Nano-engineered Diamond Waveguide as a Robust Bright Platform for Nanomagnetometry Using Shallow Nitrogen Vacancy Centers

TL;DR

This paper introduces a nano-engineered diamond waveguide platform that significantly enhances photon collection from shallow nitrogen vacancy centers, boosting nanomagnetometry sensitivity and enabling advanced diamond-based quantum sensing applications.

Contribution

The study presents the first optimized tapered nano-waveguides directly fabricated on diamond, achieving record photon flux and preserving spin properties for improved quantum sensing.

Findings

Achieved a photon flux of ~1.7 million photons/sec from single NV centers.

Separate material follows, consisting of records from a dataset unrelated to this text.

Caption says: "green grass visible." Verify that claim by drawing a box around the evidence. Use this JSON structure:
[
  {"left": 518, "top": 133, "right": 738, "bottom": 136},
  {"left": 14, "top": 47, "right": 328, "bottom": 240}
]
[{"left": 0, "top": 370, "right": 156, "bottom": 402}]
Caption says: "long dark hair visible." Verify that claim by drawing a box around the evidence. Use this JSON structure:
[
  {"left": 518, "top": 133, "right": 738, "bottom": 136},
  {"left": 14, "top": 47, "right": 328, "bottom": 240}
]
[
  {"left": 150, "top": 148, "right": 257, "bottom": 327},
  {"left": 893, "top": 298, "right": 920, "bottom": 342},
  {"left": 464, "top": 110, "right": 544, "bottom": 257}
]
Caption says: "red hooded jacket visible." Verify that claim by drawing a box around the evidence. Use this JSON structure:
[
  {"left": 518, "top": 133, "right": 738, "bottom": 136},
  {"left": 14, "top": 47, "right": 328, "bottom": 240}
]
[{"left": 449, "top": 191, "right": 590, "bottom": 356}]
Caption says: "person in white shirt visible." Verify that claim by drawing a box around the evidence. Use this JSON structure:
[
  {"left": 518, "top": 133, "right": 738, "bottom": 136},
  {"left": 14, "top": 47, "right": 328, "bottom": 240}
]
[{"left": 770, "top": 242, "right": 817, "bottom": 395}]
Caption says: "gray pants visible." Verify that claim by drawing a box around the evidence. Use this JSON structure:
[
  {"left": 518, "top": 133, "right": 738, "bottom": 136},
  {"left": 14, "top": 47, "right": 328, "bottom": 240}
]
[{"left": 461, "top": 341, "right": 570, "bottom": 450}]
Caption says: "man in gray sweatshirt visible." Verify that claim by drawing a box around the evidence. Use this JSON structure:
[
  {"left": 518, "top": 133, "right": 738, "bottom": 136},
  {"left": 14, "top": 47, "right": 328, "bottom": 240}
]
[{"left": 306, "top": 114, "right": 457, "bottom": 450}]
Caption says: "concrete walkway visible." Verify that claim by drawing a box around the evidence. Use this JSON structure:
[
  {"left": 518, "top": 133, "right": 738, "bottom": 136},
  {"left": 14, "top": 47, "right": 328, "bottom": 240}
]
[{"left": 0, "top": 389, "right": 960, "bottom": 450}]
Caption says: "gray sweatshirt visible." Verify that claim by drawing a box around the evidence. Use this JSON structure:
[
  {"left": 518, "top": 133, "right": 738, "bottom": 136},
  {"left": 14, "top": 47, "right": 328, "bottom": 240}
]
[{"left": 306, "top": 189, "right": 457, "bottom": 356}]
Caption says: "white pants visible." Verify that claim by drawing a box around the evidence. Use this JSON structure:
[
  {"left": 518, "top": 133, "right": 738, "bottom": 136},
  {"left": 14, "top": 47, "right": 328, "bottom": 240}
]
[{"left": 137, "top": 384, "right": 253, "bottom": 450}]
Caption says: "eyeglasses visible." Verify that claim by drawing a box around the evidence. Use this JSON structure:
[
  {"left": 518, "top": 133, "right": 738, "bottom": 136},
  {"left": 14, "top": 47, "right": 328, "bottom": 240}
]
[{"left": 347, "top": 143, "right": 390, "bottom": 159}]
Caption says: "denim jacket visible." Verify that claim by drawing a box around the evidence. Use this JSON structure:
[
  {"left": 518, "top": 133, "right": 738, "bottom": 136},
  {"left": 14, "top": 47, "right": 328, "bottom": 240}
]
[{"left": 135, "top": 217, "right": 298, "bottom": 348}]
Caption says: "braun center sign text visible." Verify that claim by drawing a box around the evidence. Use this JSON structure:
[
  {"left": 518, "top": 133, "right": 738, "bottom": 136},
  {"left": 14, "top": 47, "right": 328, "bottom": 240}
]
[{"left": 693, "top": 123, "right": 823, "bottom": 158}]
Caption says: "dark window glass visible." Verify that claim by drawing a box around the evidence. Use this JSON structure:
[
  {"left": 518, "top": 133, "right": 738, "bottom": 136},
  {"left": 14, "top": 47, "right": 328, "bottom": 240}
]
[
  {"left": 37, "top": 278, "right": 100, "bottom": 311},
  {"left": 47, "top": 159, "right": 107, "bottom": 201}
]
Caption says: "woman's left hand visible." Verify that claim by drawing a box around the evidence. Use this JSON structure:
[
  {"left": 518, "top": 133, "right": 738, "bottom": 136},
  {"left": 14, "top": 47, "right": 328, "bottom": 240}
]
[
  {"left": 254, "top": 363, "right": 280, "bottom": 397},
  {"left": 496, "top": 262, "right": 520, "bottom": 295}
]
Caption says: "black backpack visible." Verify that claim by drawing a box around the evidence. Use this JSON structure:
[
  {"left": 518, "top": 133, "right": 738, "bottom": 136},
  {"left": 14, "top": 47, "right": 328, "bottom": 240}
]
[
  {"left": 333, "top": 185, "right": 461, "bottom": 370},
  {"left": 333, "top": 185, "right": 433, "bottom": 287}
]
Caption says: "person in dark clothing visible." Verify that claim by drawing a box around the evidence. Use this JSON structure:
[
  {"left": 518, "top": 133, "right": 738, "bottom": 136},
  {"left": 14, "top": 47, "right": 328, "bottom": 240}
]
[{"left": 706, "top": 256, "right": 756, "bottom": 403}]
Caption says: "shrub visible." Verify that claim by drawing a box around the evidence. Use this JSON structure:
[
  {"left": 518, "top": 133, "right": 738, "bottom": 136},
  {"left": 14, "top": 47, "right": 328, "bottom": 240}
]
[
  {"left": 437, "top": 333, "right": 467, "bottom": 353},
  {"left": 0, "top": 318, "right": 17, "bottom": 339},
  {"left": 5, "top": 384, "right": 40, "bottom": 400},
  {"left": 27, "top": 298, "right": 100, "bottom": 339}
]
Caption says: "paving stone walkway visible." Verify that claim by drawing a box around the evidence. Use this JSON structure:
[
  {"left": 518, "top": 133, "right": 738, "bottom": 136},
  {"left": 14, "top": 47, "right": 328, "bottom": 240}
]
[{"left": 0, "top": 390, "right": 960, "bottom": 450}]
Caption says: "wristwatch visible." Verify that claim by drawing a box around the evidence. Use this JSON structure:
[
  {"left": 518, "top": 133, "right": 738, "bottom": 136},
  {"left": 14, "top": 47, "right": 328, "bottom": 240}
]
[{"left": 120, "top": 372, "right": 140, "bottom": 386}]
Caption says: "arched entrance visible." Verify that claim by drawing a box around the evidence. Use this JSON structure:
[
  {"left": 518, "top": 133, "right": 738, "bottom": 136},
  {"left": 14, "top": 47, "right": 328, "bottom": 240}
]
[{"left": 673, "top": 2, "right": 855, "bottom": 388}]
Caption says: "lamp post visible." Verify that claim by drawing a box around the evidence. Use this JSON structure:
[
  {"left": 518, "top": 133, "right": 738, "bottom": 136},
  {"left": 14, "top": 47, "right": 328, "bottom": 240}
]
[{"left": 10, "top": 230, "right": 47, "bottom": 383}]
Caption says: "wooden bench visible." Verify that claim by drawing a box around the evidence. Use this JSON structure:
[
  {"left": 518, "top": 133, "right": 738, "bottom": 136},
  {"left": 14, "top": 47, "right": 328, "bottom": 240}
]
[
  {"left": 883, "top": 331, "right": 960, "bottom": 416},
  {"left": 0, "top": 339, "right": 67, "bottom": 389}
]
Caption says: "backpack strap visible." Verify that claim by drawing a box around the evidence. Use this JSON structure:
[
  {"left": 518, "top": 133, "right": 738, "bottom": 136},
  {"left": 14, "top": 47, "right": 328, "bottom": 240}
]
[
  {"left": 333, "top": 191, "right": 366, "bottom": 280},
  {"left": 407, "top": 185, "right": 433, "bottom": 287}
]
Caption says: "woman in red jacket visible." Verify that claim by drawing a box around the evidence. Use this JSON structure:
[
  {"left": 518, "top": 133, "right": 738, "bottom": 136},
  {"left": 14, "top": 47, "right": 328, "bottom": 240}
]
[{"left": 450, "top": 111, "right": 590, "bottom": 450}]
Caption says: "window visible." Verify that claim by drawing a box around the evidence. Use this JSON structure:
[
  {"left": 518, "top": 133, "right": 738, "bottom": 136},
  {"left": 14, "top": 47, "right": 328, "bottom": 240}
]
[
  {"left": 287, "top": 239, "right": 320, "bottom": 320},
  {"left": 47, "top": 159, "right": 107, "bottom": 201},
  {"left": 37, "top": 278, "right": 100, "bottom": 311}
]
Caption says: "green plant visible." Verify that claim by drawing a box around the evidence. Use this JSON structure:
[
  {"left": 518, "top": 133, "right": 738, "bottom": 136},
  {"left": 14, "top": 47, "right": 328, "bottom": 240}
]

Demonstrated no adverse effects on NV center spin coherence times.

Enhanced nanomagnetometry sensitivity by approximately five times.

Abstract

Photonic structures in diamond are key to most of its application in quantum technology. Here, we demonstrate tapered nano-waveguides structured directly onto the diamond substrate hosting shallow-implanted nitrogen vacancy (NV) centers. By optimization based on simulations and precise experimental control of the geometry of these pillar-shaped nano-waveguides, we achieve a net photon flux up to ~ $1.7 \cdot 10^6 /s$. This presents the brightest monolithic bulk diamond structure based on single NV centers so far. We observe no impact on excited state lifetime and electronic spin dephasing time ($T_2$) due to the nanofabrication process. Possessing such high brightness with low background in addition to preserved spin quality, this geometry can improve the current nanomagnetometry sensitivity ~ 5 times. In addition, it facilitates a wide range of diamond defects-based magnetometry applications. As a demonstration, we measure the temperature dependency of $T_1$ relaxation time of a single shallow NV center electronic spin. We observe the two-phonon Raman process to be negligible in comparison to the dominant two-phonon Orbach process.